経営の健全性・効率性について
②累積欠損金比率については、土地の一部を市長部局へ無償譲渡したことに伴い発生した譲渡損に伴う欠損金であるが、平成29年6月に議会の議決を経て資本金を取り崩し、欠損金を補てんした。④企業債残高対事業規模比率については、類似団体平均値の2倍強となっており、従来から、資本費平準化債を積極的に活用してきたことに加え、平成28年度は、香川県から香東川流域下水道が移管されたことに伴い、企業債を借入したことが要因としてあげられる。企業債残高は将来へわたっての負担となるため、今後の経営健全化への足かせになる可能性がある。
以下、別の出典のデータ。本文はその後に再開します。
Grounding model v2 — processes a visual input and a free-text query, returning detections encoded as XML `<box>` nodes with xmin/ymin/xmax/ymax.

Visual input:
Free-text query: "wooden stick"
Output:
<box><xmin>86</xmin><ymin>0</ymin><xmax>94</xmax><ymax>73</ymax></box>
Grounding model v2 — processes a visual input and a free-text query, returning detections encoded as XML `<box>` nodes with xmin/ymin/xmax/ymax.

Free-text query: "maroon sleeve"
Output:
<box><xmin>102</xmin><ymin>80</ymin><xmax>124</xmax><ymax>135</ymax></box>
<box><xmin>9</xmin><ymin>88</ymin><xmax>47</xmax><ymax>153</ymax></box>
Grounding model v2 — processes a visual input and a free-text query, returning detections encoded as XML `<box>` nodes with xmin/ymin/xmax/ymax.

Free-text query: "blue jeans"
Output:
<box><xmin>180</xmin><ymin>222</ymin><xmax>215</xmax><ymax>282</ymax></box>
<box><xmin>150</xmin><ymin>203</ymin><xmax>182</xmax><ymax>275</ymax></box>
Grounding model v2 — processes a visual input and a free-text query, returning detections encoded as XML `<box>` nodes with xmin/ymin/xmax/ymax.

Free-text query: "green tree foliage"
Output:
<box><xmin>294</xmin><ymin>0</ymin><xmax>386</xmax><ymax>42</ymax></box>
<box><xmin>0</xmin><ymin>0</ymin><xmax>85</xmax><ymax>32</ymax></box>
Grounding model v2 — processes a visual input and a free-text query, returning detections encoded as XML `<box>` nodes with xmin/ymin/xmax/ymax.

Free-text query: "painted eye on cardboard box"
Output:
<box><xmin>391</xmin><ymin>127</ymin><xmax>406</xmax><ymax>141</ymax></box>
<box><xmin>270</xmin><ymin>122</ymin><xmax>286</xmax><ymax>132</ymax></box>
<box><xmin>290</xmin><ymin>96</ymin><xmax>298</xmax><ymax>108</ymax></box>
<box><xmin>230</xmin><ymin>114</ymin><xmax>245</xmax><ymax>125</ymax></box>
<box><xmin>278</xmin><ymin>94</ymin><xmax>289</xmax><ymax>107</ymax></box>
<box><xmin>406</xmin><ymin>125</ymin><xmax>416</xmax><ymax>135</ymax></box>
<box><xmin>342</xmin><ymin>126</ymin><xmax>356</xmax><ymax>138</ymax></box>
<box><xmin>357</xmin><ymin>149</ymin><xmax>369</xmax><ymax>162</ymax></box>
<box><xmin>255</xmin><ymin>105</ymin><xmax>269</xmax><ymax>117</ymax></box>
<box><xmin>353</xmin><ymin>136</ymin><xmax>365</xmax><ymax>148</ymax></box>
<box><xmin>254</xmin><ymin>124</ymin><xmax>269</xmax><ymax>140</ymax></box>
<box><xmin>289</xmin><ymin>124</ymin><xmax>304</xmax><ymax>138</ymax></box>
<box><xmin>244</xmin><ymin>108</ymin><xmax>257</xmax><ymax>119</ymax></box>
⑤経費回収率については100%を下回っており、使用料で回収すべき経費を使用料で賄えておらず、不足分を一般会計から繰り入れている。⑥汚水処理原価が類似団体平均値よりも上回っているため、経費回収率に悪影響を及ぼしていると考えられ、より効率的な汚水処理を進める必要がある。⑦施設利用率については、昨年度より約10%下がっているが、これは、平成28年度より香川県から移管された香東川浄化センターの利用率が低かったことにより下がったものである。⑧水洗化率が、類似団体平均値よりやや低いが、平成26年度から接続促進に向けた専属の係を設置したことにより改善傾向にあり、今後も改善が見込まれる。
老朽化の状況について
①有形固定資産減価償却率が類似団体平均値より大幅に低くなっている原因は、平成23年度に法適化した際に既に償却している金額を簡便法により「0」としてスタートしたため、償却率が低くなっている。施設の更新が進むにつれて、本来の数値に近づいていくと思われる。②管渠老朽化率が平均値を上回っているが、③管渠改善率は、管渠の更新を重点的に進め、平均値に改善した。今後更新すべき管渠について、効率的な改築、更新等に努めたい。
全体総括
整備がほぼ完了し、今後は維持管理に業務がシフトすることから、下水道施設全体の中長期的な施設の状態を予測しながら計画的・効率的に維持管理、改築を行うなど、適切な事業運営に努めたい。また、積極的に普及促進活動を行い、下水道未接続世帯の解消に努め、使用料収入の向上を図りたい。公共下水道は、一般会計からの繰入金により、収支均衡の状況である。平成28年度に香川県から香東川流域下水道の移管を受け、継承する資産の減価償却費や企業債の償還額等も増えることから、平成27年度に改定した高松市上下水道事業基本計画(経営戦略)に基づき、資金残高との整合性を図りながら、適切な事業運営に努めたい。